I don't think I have permission to access MIRAGE_DATA
, so I'm unable to run the notebooks all the way through. Could you check that adding stdatamodels==0.2.4
to requirements.txt
, creating a fresh conda environment, and following the installation process doesn't affect the notebooks' results?
@ojustino was there any error when you did not have stdatamodels? If you type 'pip freeze' after installing pre-requirements.txt and requirements.txt do you see stdatamodels? My conda setup using requirements.txt file already has stdatamodels (0.3.0) and I don't have to install it separately.
Mirage data can also be installed following the instructions on https://mirage-data-simulator.readthedocs.io/en/latest/reference_files.html however it's good to have access to it on the central storage. Maybe you need permissions from someone?

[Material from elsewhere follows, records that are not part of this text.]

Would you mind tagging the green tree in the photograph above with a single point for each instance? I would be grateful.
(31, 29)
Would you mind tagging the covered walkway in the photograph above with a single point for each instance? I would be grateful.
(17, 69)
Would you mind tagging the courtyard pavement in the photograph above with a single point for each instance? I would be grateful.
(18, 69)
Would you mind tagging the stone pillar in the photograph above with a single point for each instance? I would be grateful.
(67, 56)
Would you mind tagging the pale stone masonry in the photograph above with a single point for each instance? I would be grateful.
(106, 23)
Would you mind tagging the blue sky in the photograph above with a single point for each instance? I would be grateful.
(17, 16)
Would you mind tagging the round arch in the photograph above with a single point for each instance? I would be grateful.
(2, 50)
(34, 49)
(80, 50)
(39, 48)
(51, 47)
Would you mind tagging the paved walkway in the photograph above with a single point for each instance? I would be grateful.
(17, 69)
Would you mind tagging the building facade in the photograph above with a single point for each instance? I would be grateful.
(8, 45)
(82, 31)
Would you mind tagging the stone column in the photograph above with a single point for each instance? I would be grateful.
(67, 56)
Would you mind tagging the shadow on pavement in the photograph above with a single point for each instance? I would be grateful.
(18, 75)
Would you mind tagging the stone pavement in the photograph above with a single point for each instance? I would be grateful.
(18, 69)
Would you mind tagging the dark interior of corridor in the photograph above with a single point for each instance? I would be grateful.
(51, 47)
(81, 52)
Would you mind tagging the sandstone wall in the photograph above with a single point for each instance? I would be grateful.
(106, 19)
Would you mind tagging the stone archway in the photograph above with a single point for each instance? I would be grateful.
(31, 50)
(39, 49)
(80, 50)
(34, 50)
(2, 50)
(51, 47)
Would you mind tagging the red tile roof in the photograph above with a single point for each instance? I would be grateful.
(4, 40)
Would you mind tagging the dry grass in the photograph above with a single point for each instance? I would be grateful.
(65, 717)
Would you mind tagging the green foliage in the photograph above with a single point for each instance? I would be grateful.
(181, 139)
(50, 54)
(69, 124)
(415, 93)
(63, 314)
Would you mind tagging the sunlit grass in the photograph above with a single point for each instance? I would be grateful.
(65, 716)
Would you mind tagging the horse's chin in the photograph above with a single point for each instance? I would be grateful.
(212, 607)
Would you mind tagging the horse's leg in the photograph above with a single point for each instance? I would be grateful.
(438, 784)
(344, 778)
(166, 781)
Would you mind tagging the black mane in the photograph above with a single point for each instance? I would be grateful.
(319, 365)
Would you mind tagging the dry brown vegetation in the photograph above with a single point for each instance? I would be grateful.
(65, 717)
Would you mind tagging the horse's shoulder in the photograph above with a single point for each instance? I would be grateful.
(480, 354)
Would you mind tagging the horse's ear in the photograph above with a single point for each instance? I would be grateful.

Hi @dthatte, I understand that stdatamodels
should already be there. I'm saying that I get an error when trying to import packages in these notebooks that's fixed for me by changing to version 0.2.4. Are you able to run the import cells without errors?
The Mirage files are a 100+ GB download, and the notebook has already been verified to run all the way through, I'm just asking for confirmation that following the steps from my last comment won't cause any new errors.
I've pasted the error below. (Although this traceback is for Python 3.9, I've encountered the same roadblock with other versions, too.)
---------------------------------------------------------------------------
ImportError Traceback (most recent call last)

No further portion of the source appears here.